Goodbye Gigaom

Twice a day, my wife or I take meals to her 93 year-old dad, if he doesn’t want to eat out for lunch. I sat with the gent in his apartment early this evening reading to him about the day in history when a Twitter notification from Harry McCracken caught my attention: “Stunned to hear that Gigaom is no more, but also confident that its excellent staff will find good gigs elsewhere”. Say what?

It’s true, and not a prank as I first suspected. A pioneering tech blog—one of the few credibly news reporting—has ceased “all operations”. What looked like a normal day of posting, and with higher output given the Apple Watch event, was anything but. Maybe the backstory will make sense of today’s closure. For surely an operation with news, research, and events doesn’t evaporate suddenly. The greater concern is resurrection as something less, with menial staff, and focus on posting for pageviews. 

I express such sentiment because of the notice posted announcing the closure:

A brief note on our company: Gigaom recently became unable to pay its creditors in full at this time. As a result, the company is working with its creditors that have rights to all of the company’s assets as their collateral. All operations have ceased. We do not know at this time what the lenders intend to do with the assets or if there will be any future operations using those assets.

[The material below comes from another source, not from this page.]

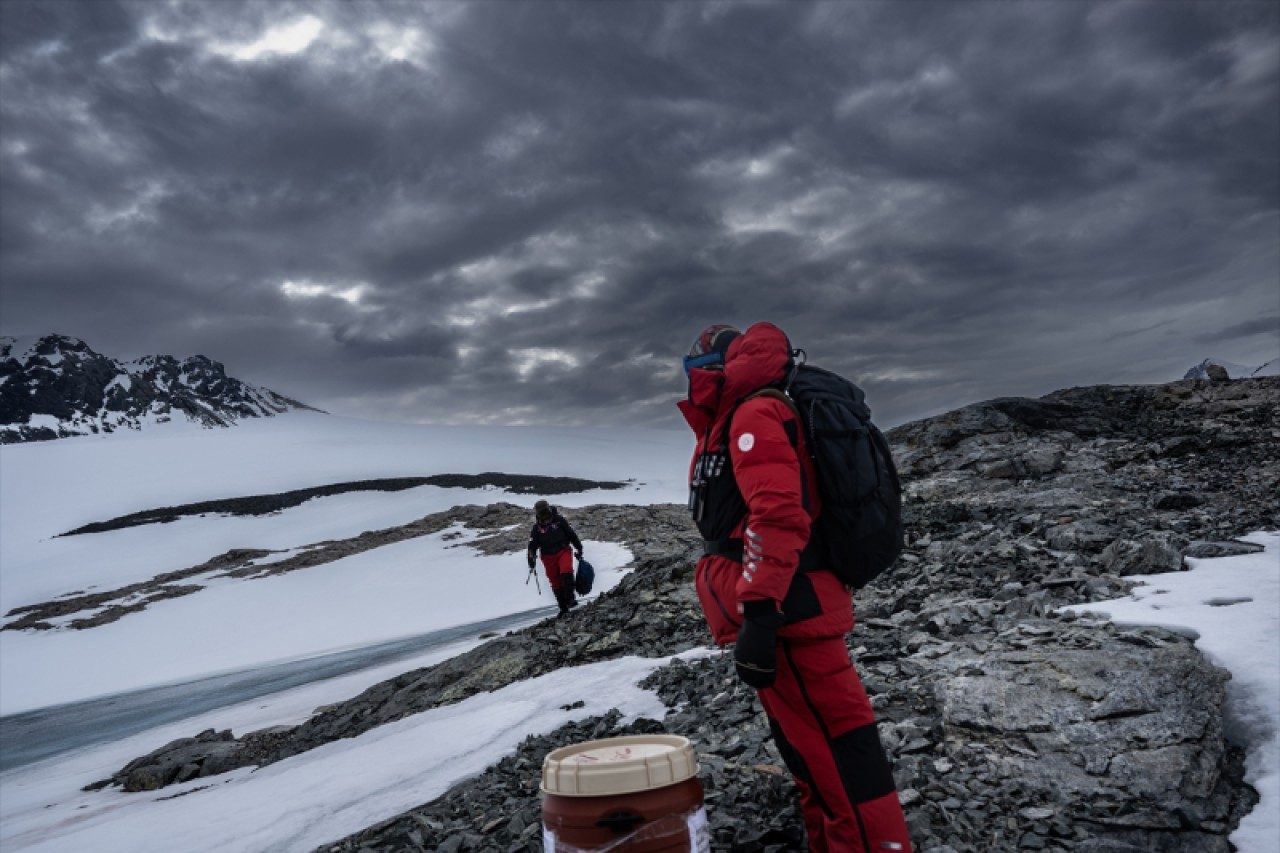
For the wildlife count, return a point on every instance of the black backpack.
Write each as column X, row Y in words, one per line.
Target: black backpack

The company does not currently intend to file bankruptcy. We would like to take a moment and thank our readers and our community for supporting us all along. Gigaom management.

The possibility of future operations are possible, which the no-bankruptcy intentions could mean. All those incoming links are worth something to someone. They are an asset. According to $iteprice.org, domain Gigaom.com, which is hosted with Automattic (e.g. WordPress.com), appraises at $980,205. My point: The assets are much bigger than tangibles.

Whatever is the backstory or the remnants’ future, a great team of writers is disbanded. Funny thing, recently I had considered contacting Gigaom about contributing to the site. Few tech news blogs consistently command my respect, and I saw in the research arm a disruptive force that could upend the consulting business status quo that analyst firms like Gartner or IDC represent.

The first telling of Gigaom’s demise is the cost of quality journalism—that herein lies a morality tale for anyone trying to report responsibly when aggregation posts, rumors, and other forms of clickbaiting command pageviews and advertising revenue. But the final telling is about the backstory and whether or not mismanagement or something else contributed to the site’s ending “all operations”. I dunno.

For now, I mourn with my journalist colleagues and other daily Gigaom readers an unexpected end. There’s a hole in my RSS feeds that won’t easily fill. To the Gigaom Team, I wish Godspeed and safe travels to your new destinations. If you take your good reporting habits to many different blogs or news sites, great good can come to online journalism because of you. Let that be small, but meaningful, consolation.